И Восьмая, не отпуская его лицо, неуклюже толкнула Кащенко по направлению к чаше-бассейну. Кащенко не сопротивлялся. Ему не было страшно, ему не было больно, ему было интересно. А все, что было ранее — испуг и оторопь, это остаточные рефлексии его исчезающей человечности. Он подхватил Восьмую и шагнул спиной вперед, к чаше, в ее центр.
-Да! Обними меня! Крепко обними! Как любимую женщину! Это.... Это будет славно! Это понравиться Хозяину! Очень сильно понравится! Он запомнит. Да! Запомнит!
Восьмая продолжала шептать все время, пока они не оказались в центре чаши. Потом она сильно запрокинула голову назад и на невыносимо высокой ноте пропела-провизжала что-то непонятное, но чуждое всему, что знал сейчас Кащенко. И внутри Кащенко вспыхнула звезда. Вспыхнула и погасла, потому что он умер.
Глава первая.
Нет, пиво у хромого Тайвора все же намного лучше, чем эта моча жирдяя Слапнера со Старых ворот. Меньше горчит и рыгается после него намного мягче, не так рвет кишку как это. Вот чем Слапнер думал, когда наливал моим парням эту бурду? Задницей своей? Или он не думал? Жир с его пуза до плешивой башки Мастера таверн дополз? Нет, без звонких грошей тут не обошлось! Сунул мастер Слапнер кому-то в магистрате в лапу, точно сунул! Дали же ему как-то городскую лицензию, верно? А он бы ему за такую дрянь, в его свинячью брыластую рожу дал бы!

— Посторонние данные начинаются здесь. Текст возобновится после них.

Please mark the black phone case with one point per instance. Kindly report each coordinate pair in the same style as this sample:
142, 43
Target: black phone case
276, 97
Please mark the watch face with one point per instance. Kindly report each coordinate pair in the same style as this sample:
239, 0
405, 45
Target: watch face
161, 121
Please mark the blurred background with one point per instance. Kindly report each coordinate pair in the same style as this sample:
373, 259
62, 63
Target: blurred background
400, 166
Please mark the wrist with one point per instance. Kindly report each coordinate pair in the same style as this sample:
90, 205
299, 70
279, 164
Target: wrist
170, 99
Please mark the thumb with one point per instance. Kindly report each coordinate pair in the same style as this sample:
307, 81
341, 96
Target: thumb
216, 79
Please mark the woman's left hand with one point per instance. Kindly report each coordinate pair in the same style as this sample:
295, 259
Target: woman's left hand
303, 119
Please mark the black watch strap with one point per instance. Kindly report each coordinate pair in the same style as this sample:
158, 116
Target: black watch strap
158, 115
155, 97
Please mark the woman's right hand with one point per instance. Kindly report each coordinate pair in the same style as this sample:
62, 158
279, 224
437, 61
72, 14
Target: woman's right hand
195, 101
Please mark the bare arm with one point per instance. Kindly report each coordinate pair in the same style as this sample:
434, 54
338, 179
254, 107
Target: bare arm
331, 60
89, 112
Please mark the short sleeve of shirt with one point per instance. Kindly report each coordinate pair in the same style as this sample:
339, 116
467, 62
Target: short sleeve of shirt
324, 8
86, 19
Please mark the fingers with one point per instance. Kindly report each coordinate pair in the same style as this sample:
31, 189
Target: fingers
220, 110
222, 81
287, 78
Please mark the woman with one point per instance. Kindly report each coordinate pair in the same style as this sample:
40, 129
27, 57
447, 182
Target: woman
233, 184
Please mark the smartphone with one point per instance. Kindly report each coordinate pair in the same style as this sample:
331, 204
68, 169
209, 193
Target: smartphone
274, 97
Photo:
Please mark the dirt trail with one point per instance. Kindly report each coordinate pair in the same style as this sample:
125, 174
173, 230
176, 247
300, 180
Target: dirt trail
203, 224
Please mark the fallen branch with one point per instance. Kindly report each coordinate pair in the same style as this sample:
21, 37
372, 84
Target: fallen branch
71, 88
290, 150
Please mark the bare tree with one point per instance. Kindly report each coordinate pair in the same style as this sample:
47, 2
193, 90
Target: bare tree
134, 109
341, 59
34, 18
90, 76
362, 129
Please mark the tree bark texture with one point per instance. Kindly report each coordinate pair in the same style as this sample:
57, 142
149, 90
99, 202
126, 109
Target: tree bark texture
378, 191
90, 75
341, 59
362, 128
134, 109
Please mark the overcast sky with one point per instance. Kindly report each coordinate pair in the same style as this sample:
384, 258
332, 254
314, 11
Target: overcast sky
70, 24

Первый сержант стражи славного города Раллтерн Дорст Мулл с отвращением посмотрел на литровую глиняную кружку. Кружка посмотрела на первого сержанта. Кружка была скорее наполовину полна, чем пуста и искренне недоумевала, почему недоволен ее владелец.
-Еще и подмешивает какую-то гадость в свою мочу! Вот никак траву святого Марка вместе с хмелем сварил? Молота на него нет! — хмуро и недовольно пророкотал сержант — Ну, тогда рога Проклятого ему в брюхо, а не патруль мимо его таверны раз в две Большие свечи!
То, что Первый сержант до этой кружки влил в себя еще пять, разбавив их бутылкой какой-то бабской гадости с невыносимо мерзко-сладким вкусом, им во внимание не принималось. Жирный мастер Слапнер во всем виноват и точка!
Ух, как в голове стучит! Как молотки крылатых подмастерьев по наковальне нашего Небесного кузнеца, охрани и спаси нас его Молот! Или это не в голове?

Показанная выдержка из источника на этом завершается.